The earlier sections described the basic LINQ commands that you might expect to use regularly, but there’s much more to LINQ than these simple queries. The following sections describe some of the more advanced LINQ commands that are less intuitive and that you probably won’t need to use as often.
The Join keyword selects data from multiple data sources matching up corresponding fields. The following pseudo-code shows the Join command’s syntax:
From variable1 In data source1
Join variable2 In data source2
On variable1.field1 Equals variable2.field2
For example, the following query selects objects from the all_customers list. For each object it finds, it also selects objects from the all_orders list where the two records have the same CustId value.
Dim query = From cust As Customer In all_customers
Join ord In all_orders
On cust.CustId Equals ord.CustId
A LINQ Join is similar to a SQL join except the On clause only allows you to select objects where fields are equal and the Equals keyword is required.
The following query selects a similar set of objects without using the Join keyword.
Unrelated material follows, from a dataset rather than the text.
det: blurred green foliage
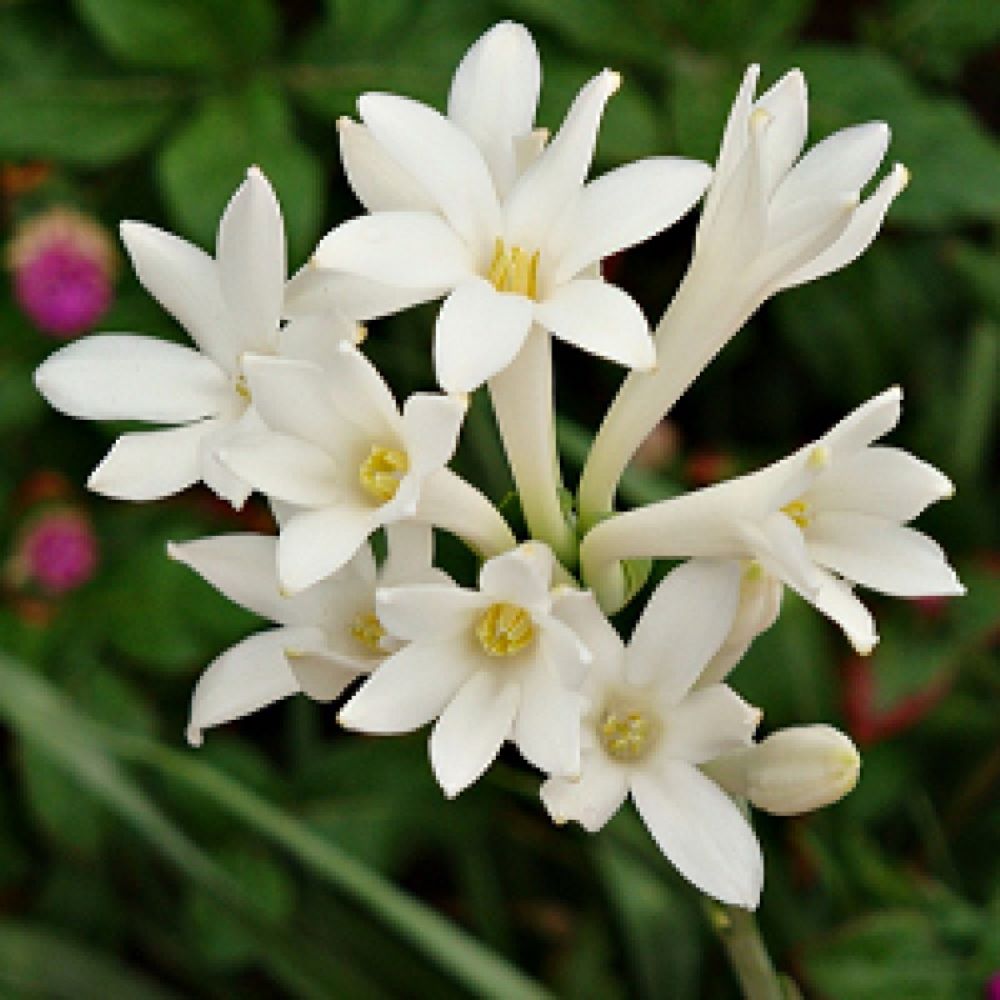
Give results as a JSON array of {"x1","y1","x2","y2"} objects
[{"x1": 0, "y1": 0, "x2": 1000, "y2": 1000}]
Here the Where clause makes the link between the all_customers and all_orders lists:
Dim query = From cust As Customer In all_customers, ord In all_orders
Where cust.CustId = ord.CustId
This is slightly more flexible because the Where clause can make tests that are more complicated than the Join statement’s Equals clause.
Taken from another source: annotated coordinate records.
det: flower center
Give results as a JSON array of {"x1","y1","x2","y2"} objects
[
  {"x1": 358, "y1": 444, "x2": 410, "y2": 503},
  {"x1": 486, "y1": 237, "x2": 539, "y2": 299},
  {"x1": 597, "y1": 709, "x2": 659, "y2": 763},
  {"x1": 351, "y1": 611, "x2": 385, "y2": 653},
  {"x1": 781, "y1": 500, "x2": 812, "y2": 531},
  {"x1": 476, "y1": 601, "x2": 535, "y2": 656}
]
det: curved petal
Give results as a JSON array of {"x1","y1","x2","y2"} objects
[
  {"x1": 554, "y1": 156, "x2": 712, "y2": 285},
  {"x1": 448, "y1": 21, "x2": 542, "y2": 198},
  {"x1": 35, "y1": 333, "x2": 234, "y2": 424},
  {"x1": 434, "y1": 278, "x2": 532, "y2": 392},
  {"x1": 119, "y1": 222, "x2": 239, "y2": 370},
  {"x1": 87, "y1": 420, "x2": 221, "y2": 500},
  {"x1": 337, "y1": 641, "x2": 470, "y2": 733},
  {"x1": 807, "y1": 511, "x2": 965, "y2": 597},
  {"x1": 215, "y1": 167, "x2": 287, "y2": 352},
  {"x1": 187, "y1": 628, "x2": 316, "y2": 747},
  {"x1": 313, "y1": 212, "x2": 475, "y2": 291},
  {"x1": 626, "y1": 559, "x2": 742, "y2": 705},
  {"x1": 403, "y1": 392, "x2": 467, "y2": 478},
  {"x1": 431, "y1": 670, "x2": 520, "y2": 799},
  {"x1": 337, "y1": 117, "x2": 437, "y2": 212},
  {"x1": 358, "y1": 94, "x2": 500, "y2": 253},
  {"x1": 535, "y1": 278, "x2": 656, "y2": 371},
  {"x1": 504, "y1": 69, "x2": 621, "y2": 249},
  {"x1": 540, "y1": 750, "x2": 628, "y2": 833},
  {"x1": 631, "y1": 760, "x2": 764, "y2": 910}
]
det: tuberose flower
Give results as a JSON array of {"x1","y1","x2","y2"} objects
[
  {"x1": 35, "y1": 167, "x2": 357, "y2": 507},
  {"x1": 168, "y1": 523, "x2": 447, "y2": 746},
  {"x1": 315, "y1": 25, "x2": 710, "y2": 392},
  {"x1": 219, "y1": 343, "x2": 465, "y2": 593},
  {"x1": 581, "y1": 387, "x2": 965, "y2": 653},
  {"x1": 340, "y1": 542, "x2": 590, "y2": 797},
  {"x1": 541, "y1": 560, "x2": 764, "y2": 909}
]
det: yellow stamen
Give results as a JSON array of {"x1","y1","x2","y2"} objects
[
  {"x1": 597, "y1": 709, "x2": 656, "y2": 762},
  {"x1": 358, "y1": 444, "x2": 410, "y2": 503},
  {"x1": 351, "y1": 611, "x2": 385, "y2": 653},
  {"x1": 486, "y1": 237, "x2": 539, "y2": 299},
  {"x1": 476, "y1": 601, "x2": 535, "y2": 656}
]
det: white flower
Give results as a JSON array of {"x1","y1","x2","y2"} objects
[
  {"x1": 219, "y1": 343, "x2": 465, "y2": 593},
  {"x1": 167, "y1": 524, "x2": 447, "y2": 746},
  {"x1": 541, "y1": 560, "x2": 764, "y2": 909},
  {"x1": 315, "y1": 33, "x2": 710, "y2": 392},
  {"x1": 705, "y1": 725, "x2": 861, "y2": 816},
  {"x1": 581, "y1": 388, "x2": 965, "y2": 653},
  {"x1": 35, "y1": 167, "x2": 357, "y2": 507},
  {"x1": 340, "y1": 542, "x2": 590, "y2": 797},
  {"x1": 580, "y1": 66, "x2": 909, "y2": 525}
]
The Group Join statement selects data much as a Join statement does, but it returns the results differently. The Join statement returns an IEnumerable object that holds whatever is selected by the query (the cust and ord objects in this example).
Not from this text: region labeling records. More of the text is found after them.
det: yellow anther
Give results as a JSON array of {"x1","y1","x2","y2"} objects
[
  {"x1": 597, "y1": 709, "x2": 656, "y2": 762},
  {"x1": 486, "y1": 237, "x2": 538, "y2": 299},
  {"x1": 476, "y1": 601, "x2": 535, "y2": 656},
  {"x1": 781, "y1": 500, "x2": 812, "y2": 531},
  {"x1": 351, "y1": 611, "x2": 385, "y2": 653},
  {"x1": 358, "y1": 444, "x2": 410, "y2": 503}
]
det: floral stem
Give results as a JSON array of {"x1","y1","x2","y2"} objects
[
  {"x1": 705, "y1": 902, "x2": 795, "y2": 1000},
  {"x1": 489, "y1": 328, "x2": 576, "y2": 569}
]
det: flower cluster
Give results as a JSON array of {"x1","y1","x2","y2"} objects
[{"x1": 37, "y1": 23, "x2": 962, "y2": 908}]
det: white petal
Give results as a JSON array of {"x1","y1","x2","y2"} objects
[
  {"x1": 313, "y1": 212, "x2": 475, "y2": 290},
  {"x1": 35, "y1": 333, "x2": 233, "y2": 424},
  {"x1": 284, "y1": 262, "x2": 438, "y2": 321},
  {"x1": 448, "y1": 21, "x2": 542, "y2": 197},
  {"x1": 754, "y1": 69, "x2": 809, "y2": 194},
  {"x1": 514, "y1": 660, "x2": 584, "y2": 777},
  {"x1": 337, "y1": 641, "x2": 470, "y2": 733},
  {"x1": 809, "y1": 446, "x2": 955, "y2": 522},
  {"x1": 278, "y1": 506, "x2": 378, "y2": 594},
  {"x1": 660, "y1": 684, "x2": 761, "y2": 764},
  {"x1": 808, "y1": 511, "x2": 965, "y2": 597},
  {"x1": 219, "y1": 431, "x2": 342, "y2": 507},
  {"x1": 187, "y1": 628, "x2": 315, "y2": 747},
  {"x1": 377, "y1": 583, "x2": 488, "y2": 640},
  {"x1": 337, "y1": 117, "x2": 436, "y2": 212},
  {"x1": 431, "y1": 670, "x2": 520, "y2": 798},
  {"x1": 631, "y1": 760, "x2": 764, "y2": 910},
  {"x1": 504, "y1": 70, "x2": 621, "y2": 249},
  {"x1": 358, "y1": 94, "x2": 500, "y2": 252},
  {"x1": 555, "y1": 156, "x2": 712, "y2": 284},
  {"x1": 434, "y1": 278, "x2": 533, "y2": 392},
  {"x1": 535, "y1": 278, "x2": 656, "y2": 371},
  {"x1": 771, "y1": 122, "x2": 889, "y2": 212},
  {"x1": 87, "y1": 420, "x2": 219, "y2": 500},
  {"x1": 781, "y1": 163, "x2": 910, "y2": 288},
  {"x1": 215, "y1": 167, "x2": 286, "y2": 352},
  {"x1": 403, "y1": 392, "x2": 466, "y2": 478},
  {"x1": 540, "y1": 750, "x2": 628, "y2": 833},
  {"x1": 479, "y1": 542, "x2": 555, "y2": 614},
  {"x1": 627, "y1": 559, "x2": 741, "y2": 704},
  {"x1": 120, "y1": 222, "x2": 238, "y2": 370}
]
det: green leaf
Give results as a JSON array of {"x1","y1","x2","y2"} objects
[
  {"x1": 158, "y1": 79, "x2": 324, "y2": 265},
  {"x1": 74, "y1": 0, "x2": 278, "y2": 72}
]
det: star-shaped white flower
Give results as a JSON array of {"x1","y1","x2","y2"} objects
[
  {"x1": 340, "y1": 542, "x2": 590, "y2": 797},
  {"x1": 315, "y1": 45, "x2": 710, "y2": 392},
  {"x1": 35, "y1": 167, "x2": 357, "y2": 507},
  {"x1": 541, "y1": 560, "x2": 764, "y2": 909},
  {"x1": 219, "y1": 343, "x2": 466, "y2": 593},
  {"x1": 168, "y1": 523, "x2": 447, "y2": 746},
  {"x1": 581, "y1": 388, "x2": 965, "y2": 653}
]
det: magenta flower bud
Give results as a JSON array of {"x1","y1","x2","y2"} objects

The Group Join statement returns the same objects but in a different arrangement. Each item in the IEnumerable result contains an object of the first type (cust in this example) plus another IEnumerable that holds the corresponding objects of the second type (ord in this example).
For example, the following query selects customers and their corresponding orders much as the earlier examples do. The new clause Into CustomerOrders means the IEnumerable containing the orders for each customer should be called CustomerOrders. The = Group part means CustomerOrders should contain the results of the grouping.
Dim query =
From cust In all_customers
Group Join ord In all_orders
On cust.CustId Equals ord.CustId
Into CustomerOrders = Group
The following code shows how a program might display these results:
For Each c In query
' Display the customer.
Debug.WriteLine(c.cust.ToString())
' Display the customer's orders.
For Each o In c.CustomerOrders
Debug.WriteLine(Space$(4) & "OrderId: " & o.OrderId &
", Date: " & o.OrderDate & vbCrLf
Next o
Next c
Each item in the main IEnumerable contains a cust object and an IEnumerable named CustomerOrders. Each CustomerOrders object contains ord objects corresponding to the cust object.
This code loops through the query’s results. Each time through the loop, it displays the cust object’s information and then loops through its CustomerOrders, displaying each ord object’s information indented.
Example program JoinExamples, which is available for download on the book’s website, demonstrates these types of Join queries.
Like the Group Join clause, the Group By clause lets a program select data from a flat, relational style format and build a hierarchical arrangement of objects. It also returns an IEnumerable that holds objects, each containing another IEnumerable.
The following code shows the basic Group By syntax:
From variable1 In datasource1
Group items By value Into groupname = Group
Here, items is a list of items whose properties you want selected into the group. In other words, the properties of the items variables are added to the objects in the nested IEnumerable.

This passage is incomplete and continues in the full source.